Пещера в скалах близ Хоунеса служила одновременно и усыпальницей для рыбаков, и местом поклонения богу смерти Лаомедону. Котенар, по своему положению, имел ключ от этой гробницы. У Аспатрии, как у искательницы теней, такой ключ тоже имелся, ибо тела периодически выбрасываемых на берег утопленников нужно было где-то хранить.

— Море — вечно голодный зверь, мастер квестор. И потому в пропаже детишек обвинили его. Рыбаки попросили меня совершить погребальный обряд — так делается, когда кто-нибудь гибнет в пучине. Мы пошли в пещеру и обнаружили там окровавленный нож, тела детей и этот круг, начертанный нечестивой рукой. Я тут же послал нарочного к эдилу. Я слышал о нем много хорошего, хотя и не был с ним лично знаком. Мне и в голову не приходило кого-либо подозревать, граф сам натолкнул меня на мысль об Аспатрии. Узнав о моем поступке, он впал в ярость и прокричал, что я вечно лезу куда не надо, что он не позволит мне возводить напраслину на достойных людей. Тут-то я и смекнул, что дело нечисто, но у меня не было фактов, чтобы что-нибудь доказать.

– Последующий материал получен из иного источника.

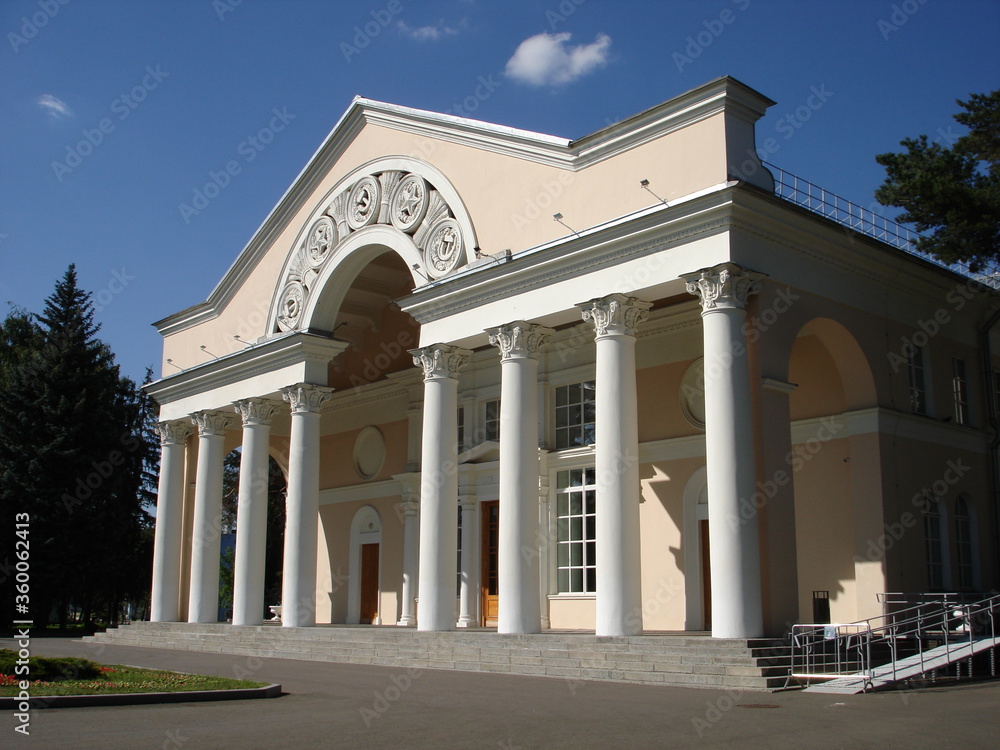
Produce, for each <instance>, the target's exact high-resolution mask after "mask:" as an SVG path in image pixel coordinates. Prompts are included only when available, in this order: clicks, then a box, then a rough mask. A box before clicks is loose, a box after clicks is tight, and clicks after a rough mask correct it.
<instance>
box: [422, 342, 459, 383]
mask: <svg viewBox="0 0 1000 750" xmlns="http://www.w3.org/2000/svg"><path fill="white" fill-rule="evenodd" d="M410 354H412V355H413V364H415V365H416V366H417V367H420V368H421V369H423V371H424V380H437V379H440V378H455V377H458V372H459V370H461V369H462V368H463V367H465V366H466V365H467V364H469V357H470V356H471V355H472V352H470V351H469V350H468V349H459V348H458V347H457V346H450V345H449V344H432V345H431V346H425V347H423V348H422V349H411V350H410Z"/></svg>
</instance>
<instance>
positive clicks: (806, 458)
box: [726, 417, 846, 529]
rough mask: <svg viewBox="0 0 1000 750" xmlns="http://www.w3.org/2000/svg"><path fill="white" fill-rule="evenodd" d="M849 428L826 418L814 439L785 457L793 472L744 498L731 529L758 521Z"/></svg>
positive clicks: (771, 481) (731, 516)
mask: <svg viewBox="0 0 1000 750" xmlns="http://www.w3.org/2000/svg"><path fill="white" fill-rule="evenodd" d="M845 427H846V425H845V424H844V423H842V422H838V421H837V420H836V419H834V418H833V417H823V418H822V419H821V420H820V424H819V427H818V429H817V430H816V433H815V434H814V435H812V436H811V437H809V438H808V439H807V440H805V441H804V442H802V443H799V444H797V445H795V446H793V447H792V449H791V450H790V451H789V452H788V453H787V454H785V465H786V466H787V467H788V469H789V470H785V469H778V470H777V471H775V472H774V474H772V475H771V478H770V479H767V480H765V481H763V482H760V481H758V482H757V491H756V492H754V493H753V494H752V495H750V497H745V498H740V501H739V506H740V511H739V515H736V514H732V513H730V514H728V515H727V517H726V521H727V522H728V523H729V525H730V527H732V528H733V529H735V528H736V527H737V526H740V525H742V524H745V523H748V522H749V521H750V520H752V519H753V518H755V517H756V516H757V513H759V512H760V509H761V508H763V507H764V506H765V505H767V503H768V502H769V501H770V500H772V499H773V498H774V496H775V495H777V494H778V492H779V491H780V489H781V488H782V487H785V486H786V485H788V484H790V483H791V482H792V478H793V477H794V475H795V474H796V473H797V472H799V471H801V470H802V469H803V468H805V466H806V465H807V464H808V463H809V462H810V461H812V460H813V458H814V457H815V456H816V454H818V453H819V452H820V451H821V450H823V446H824V445H825V444H826V443H828V442H830V441H831V440H833V439H834V438H836V437H837V435H838V434H839V433H840V432H841V431H842V430H843V429H844V428H845Z"/></svg>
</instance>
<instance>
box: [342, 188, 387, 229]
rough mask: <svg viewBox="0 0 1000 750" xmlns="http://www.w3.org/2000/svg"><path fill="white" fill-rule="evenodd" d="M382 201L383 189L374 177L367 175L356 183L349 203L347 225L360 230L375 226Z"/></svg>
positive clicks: (347, 216) (347, 217) (351, 194)
mask: <svg viewBox="0 0 1000 750" xmlns="http://www.w3.org/2000/svg"><path fill="white" fill-rule="evenodd" d="M381 200H382V188H381V186H380V185H379V183H378V180H376V179H375V178H374V177H372V176H371V175H367V176H365V177H362V178H361V179H360V180H358V181H357V182H355V183H354V187H352V188H351V197H350V199H349V200H348V202H347V225H348V226H349V227H350V228H351V229H354V230H358V229H363V228H364V227H366V226H368V225H369V224H374V223H375V221H376V220H377V219H378V210H379V202H380V201H381Z"/></svg>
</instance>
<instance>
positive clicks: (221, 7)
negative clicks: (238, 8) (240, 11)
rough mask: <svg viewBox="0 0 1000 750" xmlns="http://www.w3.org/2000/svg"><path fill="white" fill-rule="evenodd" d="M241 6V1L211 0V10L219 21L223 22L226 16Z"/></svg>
mask: <svg viewBox="0 0 1000 750" xmlns="http://www.w3.org/2000/svg"><path fill="white" fill-rule="evenodd" d="M242 4H243V0H212V8H213V10H215V14H216V15H217V16H218V17H219V20H220V21H225V20H226V16H227V15H228V14H229V13H232V12H233V11H234V10H236V9H237V8H238V7H240V6H241V5H242Z"/></svg>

Грациан приехал в Хоунес и провел короткое расследование. Котенар не стал говорить ему о своих подозрениях, но эдил и сам очень быстро разобрался во всем. Ведьму арестовали. В тот же день солдаты Райса ворвались в дом Котенара и нашли там пергамент с чертежом пентаграммы и голубой мелок.

— Граф потребовал освободить ведьму, ибо найденное впрямую указывало на меня. Эдил Грациан — Мать Милосердная, упокой его душу! — думал иначе. Он ведь приехал в Хоунес по моему вызову, а разве добыча выводит охотника на собственный след? Разве не я обнаружил мертвых детишек? Убив бедняжек, повел ли бы я на место их гибели рыбаков? Эдил все это понимал, но не хотел оскорбить графа, и потому сказал, что увезет нас обоих. Граф взбеленился, но эдил ему не поддался, заявив, что решать, кто прав, кто виновен, будет ареопаг. Стражники привезли нас сюда и на долгие месяцы заточили вдали от света и жизни. Я молился, уповая на то, что справедливость восторжествует, и порукой тому был эдил Грациан. Но теперь он мертв, и надежда погибла. Рассчитывать уже не на что! Как мне, так и вам!

— Нет, — сказал Лайам. — Дела наши не очень-то хороши, но в отчаяние впадать рановато. Что сказал Райс, когда Грациан упомянул об ареопаге? Он ведь что-нибудь да сказал?

Котенар, повергнутый собственным монологом в бездну уныния, безразлично пожал плечами.

— Меня там не было. Я ничего об этом не знаю.